Scheduling BigQuery using Cloud Scheduler & Cloud Build
A ramble
This has probably been one of the hardest blog posts that I’ve ever tried to write. Not because of the content. Nor the fact that it’s the first time I’m posting my drivel on a new platform and I’m still learning how to use Hugo. No siree Bob! None of the above.
The reality is that between work and two young children, I can barely find time to scratch my arse, let alone write a technical blog post. But, somehow, between the nappy changes, the cleaning up of puke and the endless interruptions, I finally managed to get pen to paper - albeit it took about thirty attempts to get there.
Now, I know what you’re thinking: _“You promised us that your first post on your shiny new blog would be pictures of your dog!"_. Indeed I did, and for this I’m truly sorry. However, if you continue reading to the end you’ll find a wee little surprise waiting for you.
Ok, I’m rambling now. Sorry.
Less rambling
Recently, our team needed a simple way to schedule a bunch of BigQuery SQL queries to run. Nothing fancy, just a good ‘auld fashioned SQL pipeline really. Currently there’s a few ways (hacks) to do this.

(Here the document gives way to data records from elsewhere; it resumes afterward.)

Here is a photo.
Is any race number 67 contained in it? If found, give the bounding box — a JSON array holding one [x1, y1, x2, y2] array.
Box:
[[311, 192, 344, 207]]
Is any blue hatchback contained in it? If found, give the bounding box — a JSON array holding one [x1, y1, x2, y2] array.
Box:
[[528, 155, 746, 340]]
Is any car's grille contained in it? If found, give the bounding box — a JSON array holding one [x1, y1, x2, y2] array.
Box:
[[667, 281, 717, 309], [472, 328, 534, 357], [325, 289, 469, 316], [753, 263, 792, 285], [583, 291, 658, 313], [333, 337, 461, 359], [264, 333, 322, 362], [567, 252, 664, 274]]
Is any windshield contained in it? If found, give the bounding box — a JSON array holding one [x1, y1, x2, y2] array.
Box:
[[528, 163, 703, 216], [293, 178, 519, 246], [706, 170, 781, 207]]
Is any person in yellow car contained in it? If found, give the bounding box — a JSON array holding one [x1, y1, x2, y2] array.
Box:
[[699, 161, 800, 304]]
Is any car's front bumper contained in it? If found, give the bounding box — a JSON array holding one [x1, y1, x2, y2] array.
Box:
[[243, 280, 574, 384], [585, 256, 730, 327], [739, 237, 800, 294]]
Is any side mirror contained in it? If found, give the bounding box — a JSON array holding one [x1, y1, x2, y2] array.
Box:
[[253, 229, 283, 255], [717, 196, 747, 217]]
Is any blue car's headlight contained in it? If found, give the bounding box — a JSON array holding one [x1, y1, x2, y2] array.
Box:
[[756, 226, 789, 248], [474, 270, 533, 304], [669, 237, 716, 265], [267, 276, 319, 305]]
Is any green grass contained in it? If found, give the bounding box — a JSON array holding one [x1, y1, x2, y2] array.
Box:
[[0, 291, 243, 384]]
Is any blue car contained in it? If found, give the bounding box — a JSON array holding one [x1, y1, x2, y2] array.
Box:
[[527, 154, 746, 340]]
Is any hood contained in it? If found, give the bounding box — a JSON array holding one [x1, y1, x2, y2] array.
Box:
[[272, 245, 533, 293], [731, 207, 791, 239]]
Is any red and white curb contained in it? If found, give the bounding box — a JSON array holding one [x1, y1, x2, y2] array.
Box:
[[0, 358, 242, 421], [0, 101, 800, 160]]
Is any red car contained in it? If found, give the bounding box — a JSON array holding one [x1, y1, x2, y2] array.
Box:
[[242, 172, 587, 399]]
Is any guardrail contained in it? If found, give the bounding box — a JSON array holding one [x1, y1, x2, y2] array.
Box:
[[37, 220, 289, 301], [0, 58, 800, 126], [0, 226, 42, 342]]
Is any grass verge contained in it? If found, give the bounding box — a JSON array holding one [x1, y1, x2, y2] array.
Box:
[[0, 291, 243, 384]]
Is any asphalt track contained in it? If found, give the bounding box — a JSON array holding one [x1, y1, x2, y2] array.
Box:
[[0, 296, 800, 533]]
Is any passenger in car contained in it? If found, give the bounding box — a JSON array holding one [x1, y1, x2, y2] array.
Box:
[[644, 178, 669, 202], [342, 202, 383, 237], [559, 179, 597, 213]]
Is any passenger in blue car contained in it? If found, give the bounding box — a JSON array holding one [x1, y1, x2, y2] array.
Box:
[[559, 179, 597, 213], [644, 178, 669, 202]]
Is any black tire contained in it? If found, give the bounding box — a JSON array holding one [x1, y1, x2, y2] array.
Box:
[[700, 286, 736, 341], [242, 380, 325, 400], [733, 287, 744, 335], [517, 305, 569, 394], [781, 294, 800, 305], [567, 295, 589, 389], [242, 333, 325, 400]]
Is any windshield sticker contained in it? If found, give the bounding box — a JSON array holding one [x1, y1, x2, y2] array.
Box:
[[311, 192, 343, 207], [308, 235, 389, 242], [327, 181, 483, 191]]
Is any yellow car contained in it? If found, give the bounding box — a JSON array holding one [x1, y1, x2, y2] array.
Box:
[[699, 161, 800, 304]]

There’s also BigQuery’s scheduling feature, but we see a few limitations with that. Most notably it’s tied to a user account, and this ain’t gonna fly with your boss when staff offboard. Also, it only allows you to schedule one query at a time. But, what if you need to run N queries sequentially and they are dependant on each other? Or if you want to run other commands like a gsutil
? Or even just some plain bash
? Oh, the humanity!
Finally, there’s the Cloud Composer option. Sure, that will work fine as long as you have deep pockets. It’s enterprise grade, which will also keep those snazzy architects up in their ivory towers real happy. However, it’s a heavyweight solution to a very simple problem. It’s got a huge infra footprint, and you need to pay for it twenty-four-seven i.e. it’s not serverless - and we LOVE serverless in our team.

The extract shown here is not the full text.